Fisher created inventive lighting before and throughout the evolution of digital lighting sources for such diverse artists as David Bowie, Kiss, Parliament-Funkadelic, Whitney Houston, The Rolling Stones, Neil Young, and Simon and Garfunkel.

In addition to entertainment, Fisher is a founder of the architectural lighting design firm Fisher Marantz Stone, which has designed landmark projects such as the Getty Museum; the Museum of Contemporary Art, Los Angeles; the Washington Monument; the National Gallery of London; the renovation of Carnegie Hall and Radio City Music Hall; and most recently, the Obama Presidential Center. Perhaps most notably they have also created the now iconic “Tribute in Light” at the World Trade Center Memorial.

Fisher also founded Fisher Dachs Associates, one of the world's foremost, forward-thinking, and experienced Theatre Planning and Design consulting firms. FDA's projects include the recent transformation of David Geffen Concert Hall at Lincoln Center, opera houses in Toronto, Korea, Miami, and St. Petersburg, the Stephen Sondheim Theater on Broadway, new theaters for the Guthrie Theater, Stratford Festival, Old Globe, and the soon-to-open Hudson Valley Shakespeare Festival theater in Garrison NY, as well as unique projects like refitting the Park Avenue Armory to accommodate large scale performance, and many others.

Fisher holds a bachelor’s degree in Drama from Carnegie Mellon University, as well as a 2015 Honorary Doctorate.
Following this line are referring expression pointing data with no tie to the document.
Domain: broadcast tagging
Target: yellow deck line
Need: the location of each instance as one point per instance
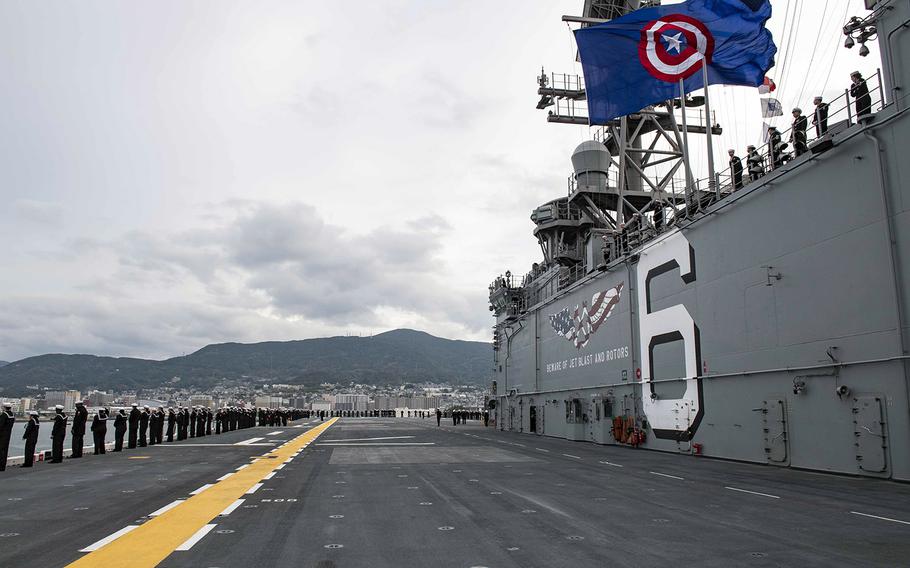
(156, 539)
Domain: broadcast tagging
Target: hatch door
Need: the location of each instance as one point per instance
(774, 417)
(870, 429)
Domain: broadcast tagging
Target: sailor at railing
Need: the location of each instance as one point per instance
(755, 163)
(736, 168)
(820, 120)
(775, 142)
(860, 93)
(798, 132)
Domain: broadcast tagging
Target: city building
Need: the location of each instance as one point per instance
(65, 398)
(355, 402)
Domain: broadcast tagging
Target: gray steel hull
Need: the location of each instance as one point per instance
(742, 326)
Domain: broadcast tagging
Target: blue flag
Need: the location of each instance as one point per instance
(638, 59)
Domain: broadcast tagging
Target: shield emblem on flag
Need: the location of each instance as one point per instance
(675, 47)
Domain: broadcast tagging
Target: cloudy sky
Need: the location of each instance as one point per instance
(178, 173)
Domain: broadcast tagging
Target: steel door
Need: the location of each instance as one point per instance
(774, 426)
(870, 430)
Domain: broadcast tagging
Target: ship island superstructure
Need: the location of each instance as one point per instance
(762, 321)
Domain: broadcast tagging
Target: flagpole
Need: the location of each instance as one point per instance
(682, 105)
(712, 182)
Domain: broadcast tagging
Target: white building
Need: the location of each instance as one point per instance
(355, 402)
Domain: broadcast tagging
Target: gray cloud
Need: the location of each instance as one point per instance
(263, 271)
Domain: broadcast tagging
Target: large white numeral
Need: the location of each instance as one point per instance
(675, 419)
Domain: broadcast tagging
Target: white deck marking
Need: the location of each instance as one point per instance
(230, 508)
(248, 442)
(341, 444)
(109, 539)
(667, 475)
(195, 538)
(752, 492)
(371, 439)
(166, 508)
(881, 518)
(209, 445)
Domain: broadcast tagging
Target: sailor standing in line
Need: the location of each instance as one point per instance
(820, 120)
(193, 422)
(78, 431)
(777, 146)
(143, 426)
(6, 431)
(99, 430)
(181, 432)
(798, 132)
(200, 422)
(860, 93)
(736, 169)
(31, 438)
(134, 426)
(153, 425)
(754, 161)
(171, 423)
(119, 429)
(58, 433)
(159, 431)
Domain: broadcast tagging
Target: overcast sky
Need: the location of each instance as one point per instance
(178, 173)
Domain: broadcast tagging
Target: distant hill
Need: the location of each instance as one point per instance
(394, 357)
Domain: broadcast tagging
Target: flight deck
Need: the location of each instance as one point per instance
(398, 492)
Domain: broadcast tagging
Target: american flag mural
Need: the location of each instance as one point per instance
(580, 325)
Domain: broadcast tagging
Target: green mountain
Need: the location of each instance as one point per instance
(394, 357)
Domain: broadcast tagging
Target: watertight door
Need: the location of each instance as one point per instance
(774, 414)
(870, 430)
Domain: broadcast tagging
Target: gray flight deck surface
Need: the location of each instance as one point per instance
(460, 496)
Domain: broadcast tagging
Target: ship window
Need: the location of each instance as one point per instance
(573, 411)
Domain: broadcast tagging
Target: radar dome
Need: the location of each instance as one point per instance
(591, 161)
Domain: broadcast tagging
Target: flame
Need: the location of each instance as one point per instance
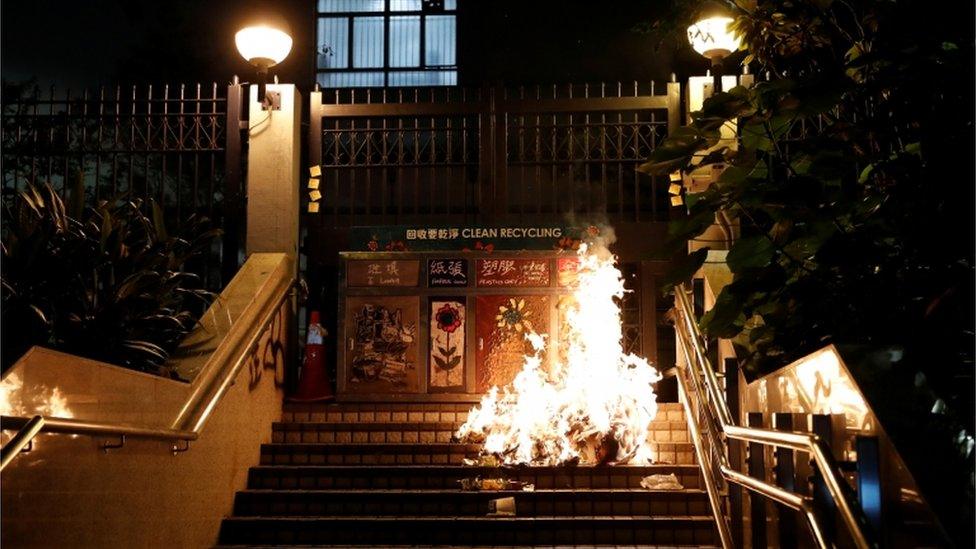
(16, 401)
(594, 390)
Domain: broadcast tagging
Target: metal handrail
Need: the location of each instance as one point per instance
(233, 352)
(699, 373)
(20, 441)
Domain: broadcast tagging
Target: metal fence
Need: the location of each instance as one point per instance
(402, 155)
(177, 145)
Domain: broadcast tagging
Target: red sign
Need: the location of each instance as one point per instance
(567, 270)
(508, 273)
(383, 272)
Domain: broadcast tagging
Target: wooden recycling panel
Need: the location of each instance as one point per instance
(502, 322)
(443, 325)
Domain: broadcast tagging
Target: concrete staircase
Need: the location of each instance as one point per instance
(387, 474)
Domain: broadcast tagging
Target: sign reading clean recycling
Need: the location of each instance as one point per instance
(404, 238)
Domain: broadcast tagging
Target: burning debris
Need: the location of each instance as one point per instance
(593, 405)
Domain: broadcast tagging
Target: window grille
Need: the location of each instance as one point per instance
(380, 43)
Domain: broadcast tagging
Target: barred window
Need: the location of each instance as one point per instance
(376, 43)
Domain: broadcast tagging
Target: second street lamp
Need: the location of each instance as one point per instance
(264, 44)
(713, 39)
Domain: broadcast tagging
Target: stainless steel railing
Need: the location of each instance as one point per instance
(712, 427)
(231, 356)
(20, 441)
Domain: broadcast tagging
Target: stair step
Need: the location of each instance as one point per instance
(469, 530)
(408, 412)
(416, 546)
(419, 453)
(628, 502)
(422, 452)
(447, 476)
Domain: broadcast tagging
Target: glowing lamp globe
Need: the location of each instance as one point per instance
(712, 37)
(263, 46)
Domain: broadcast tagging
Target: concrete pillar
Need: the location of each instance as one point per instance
(274, 173)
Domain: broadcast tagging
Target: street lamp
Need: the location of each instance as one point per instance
(264, 44)
(713, 39)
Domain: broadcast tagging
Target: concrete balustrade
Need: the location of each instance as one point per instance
(69, 492)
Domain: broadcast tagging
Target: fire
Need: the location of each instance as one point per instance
(593, 396)
(16, 401)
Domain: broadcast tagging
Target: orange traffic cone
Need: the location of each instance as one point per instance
(314, 381)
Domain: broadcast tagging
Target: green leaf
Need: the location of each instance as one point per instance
(683, 269)
(158, 223)
(751, 252)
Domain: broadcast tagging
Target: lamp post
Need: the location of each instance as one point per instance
(264, 43)
(712, 39)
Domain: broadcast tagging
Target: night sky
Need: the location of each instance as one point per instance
(111, 42)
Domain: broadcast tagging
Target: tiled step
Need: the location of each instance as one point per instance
(457, 503)
(373, 477)
(405, 412)
(395, 432)
(417, 546)
(382, 412)
(414, 453)
(420, 453)
(469, 530)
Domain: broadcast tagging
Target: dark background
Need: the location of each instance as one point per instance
(93, 42)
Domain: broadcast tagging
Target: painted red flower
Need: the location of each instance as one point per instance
(448, 318)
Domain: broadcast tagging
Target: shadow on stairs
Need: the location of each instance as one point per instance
(388, 475)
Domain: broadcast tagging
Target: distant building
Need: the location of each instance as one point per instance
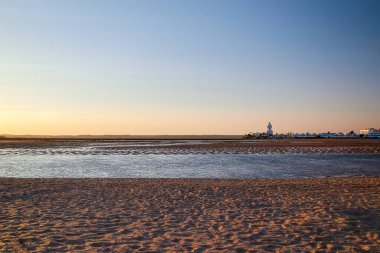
(269, 131)
(368, 131)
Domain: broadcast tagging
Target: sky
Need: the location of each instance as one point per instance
(188, 67)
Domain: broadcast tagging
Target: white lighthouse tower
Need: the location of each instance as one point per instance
(269, 131)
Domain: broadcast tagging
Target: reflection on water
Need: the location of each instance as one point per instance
(25, 164)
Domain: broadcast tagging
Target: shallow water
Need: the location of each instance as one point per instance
(82, 162)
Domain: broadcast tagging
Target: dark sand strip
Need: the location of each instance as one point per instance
(181, 215)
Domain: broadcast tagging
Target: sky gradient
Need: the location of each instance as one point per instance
(188, 67)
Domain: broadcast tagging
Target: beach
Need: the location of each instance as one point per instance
(190, 215)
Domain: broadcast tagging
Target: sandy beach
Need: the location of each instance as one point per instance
(183, 215)
(172, 147)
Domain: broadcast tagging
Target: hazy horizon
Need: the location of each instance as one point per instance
(188, 67)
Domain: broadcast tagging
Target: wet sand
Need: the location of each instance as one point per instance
(172, 147)
(183, 215)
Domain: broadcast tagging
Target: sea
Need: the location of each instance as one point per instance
(120, 160)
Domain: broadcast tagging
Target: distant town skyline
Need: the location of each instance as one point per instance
(188, 67)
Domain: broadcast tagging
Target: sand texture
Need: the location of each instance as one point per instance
(183, 215)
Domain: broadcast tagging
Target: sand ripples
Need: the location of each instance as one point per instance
(126, 215)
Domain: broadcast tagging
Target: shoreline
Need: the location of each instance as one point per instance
(192, 215)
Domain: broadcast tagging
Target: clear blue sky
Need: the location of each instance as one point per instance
(188, 67)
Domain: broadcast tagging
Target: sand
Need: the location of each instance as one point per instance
(183, 215)
(173, 147)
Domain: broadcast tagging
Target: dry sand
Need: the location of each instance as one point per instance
(282, 146)
(182, 215)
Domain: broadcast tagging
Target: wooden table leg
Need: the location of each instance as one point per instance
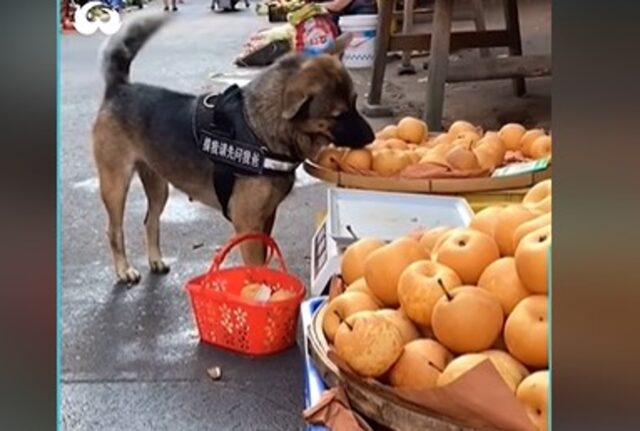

His lighting design company, with partner Peggy Eisenhauer, is known as Third Eye, which conceives and designs lighting for all forms of entertainment.

His hobby and vice are a lifelong interest in “magic”, leading him to consult for many of the top magicians including the late Ricky Jay, David Blaine, Harry Blackstone Jr. What better cause to wonder and amaze?

James Lapine is a playwright and director whose work has been performed on Broadway 18 times. He has been nominated for 12 Tony Awards in four different categories and has won on three occasions for his librettos for Falsettos, Into the Woods and Passion. He collaborated with Stephen Sondheim on Sunday in the Park with George, Into the Woods, Passion and the revue Sondheim on Sondheim and with William Finn on Falsettos, The 25th Annual Putnam County Spelling Bee, A New Brain, and Little Miss Sunshine. He is also the author of five plays including his adaptation of Moss Hart’s Act One for Lincoln Center Theater. Lapine has also worked frequently off-Broadway and at regional theaters and has directed four feature films. His HBO documentary Six By Sondheim received a Peabody Award and an Emmy nomination for direction. He also has won five Drama Desk Awards and Sunday in the Park with George received the Pulitzer Prize for Drama. He has been inducted into the Theater Hall of Fame.

Some of the luminaries previously honored with the Lifetime Achievement Award include Harvey Fierstein, Carol Channing, Graciela Daniele, Joel Gray, Jane Greenwood, Sheldon Harnick, Julie Harris, Rosemary Harris, Jerry Herman, James Earl Jones, John Kander, Angela Lansbury, Marshall W. Mason, Terrence McNally, Jack O’Brien, Harold Prince, Chita Rivera, Marian Seldes, Stephen Sondheim, Tommy Tune, Andrew Lloyd Webber, Harold Wheeler, and George C. Wolfe.